Peace talks and Congress
Santrich was one of the first members of the FARC’s peace delegation and was present at the formal beginning of talks in Norway in 2012.
After the talks ended and a peace deal was agreed with the administration of President Juan Manuel Santos, the former guerrilla leader took part in the three-party verification commission.
Santrich was the FARC’s delegate in this commission and in charge of monitoring alleged violations of the 2016 peace deal with the government and the United Nations.
As part of the agreement, the FARC was granted 10 seats in Congress for a period of two terms. The former guerrilla leader was appointed the leader of the Marxists’ faction in the House of Representatives after the group laid down its weapons in August 2017.
Pending war crime cases
Bogus drug trafficking charges and dissidence
Santrich was arrested in April 2018 after a US extradition request based on a fabricated drug trafficking charge.

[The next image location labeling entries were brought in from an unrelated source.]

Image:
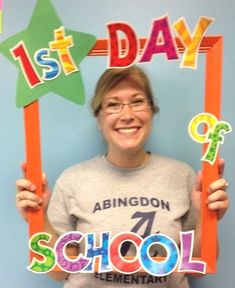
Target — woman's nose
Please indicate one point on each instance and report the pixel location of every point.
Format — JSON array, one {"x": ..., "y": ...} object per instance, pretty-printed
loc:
[{"x": 127, "y": 112}]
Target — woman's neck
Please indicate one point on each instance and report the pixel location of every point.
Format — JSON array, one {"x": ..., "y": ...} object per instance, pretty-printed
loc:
[{"x": 128, "y": 160}]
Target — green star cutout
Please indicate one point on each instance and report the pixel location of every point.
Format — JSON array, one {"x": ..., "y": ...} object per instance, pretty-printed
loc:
[{"x": 37, "y": 36}]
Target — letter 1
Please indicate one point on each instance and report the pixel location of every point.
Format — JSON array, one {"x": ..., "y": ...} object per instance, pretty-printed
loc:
[
  {"x": 49, "y": 259},
  {"x": 20, "y": 53}
]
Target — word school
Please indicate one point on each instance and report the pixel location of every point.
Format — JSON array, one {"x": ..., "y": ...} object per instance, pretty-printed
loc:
[{"x": 109, "y": 254}]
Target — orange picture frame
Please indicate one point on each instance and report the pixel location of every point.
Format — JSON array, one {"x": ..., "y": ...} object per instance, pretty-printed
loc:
[{"x": 212, "y": 46}]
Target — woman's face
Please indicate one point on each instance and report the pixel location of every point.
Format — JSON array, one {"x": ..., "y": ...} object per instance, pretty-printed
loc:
[{"x": 127, "y": 130}]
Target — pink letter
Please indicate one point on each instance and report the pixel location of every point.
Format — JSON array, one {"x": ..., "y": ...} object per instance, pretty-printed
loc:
[
  {"x": 161, "y": 41},
  {"x": 186, "y": 262},
  {"x": 120, "y": 56},
  {"x": 65, "y": 263}
]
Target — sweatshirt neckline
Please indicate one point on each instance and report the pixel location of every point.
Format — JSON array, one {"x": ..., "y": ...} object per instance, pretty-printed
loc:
[{"x": 112, "y": 166}]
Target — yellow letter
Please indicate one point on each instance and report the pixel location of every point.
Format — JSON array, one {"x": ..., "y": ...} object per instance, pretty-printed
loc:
[{"x": 191, "y": 44}]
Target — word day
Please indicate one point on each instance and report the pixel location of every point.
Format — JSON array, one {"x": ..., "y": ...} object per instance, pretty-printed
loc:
[
  {"x": 160, "y": 41},
  {"x": 110, "y": 258}
]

The US Department of Justice claimed the FARC leader took part in a conspiracy to send cocaine to the United States after the peace deal.
Colombia’s war crimes tribunal ruled in May 2019 there was no evidence to extradite the FARC leader and the Supreme Court ordered Santrich’s immediate release and investigations against former Prosecutor Nestor Humberto Martinez and the DEA.
Weeks after his release, the FARC’s former ideologue disappeared from a reintegration site in the northern Cesar province.
Together with his long-time friend “Ivan Marquez,” the FARC’s former political chief, Santrich formed guerrilla group “Nueva Marquetalia” in August 2019.
The dissident group sought to unite the dozens of FARC dissident groups formed after Santrich’s arrest and in order to create one guerrilla army in alliance with guerrilla group ELN.
This initiative was dismissed by the ELN and further complicated by the Southeastern Bloc, a dissident group led by “Ivan Mordisco” and “Gentil Duarte,” who had rejected the peace process since before it began.
Death in Venezuela
Colombia’s government and Nueva Marquetalia confirmed Santrich was killed in Zulia, a Venezuelan border state, on May 17, 2021.
According to Defense Minister Diego Molano, “intelligence sources” believed the FARC dissident leader was killed in an attack by a rival “criminal group.”
Santrich’s group said that their founding member was killed in an attack by Venezuelan security forces.
If the FARC dissident’s claim is true, the Colombian government would never admit it as President Ivan Duque has been claiming that his Venezuelan counterpart Nicolas Maduro was providing a safe haven to FARC dissidents.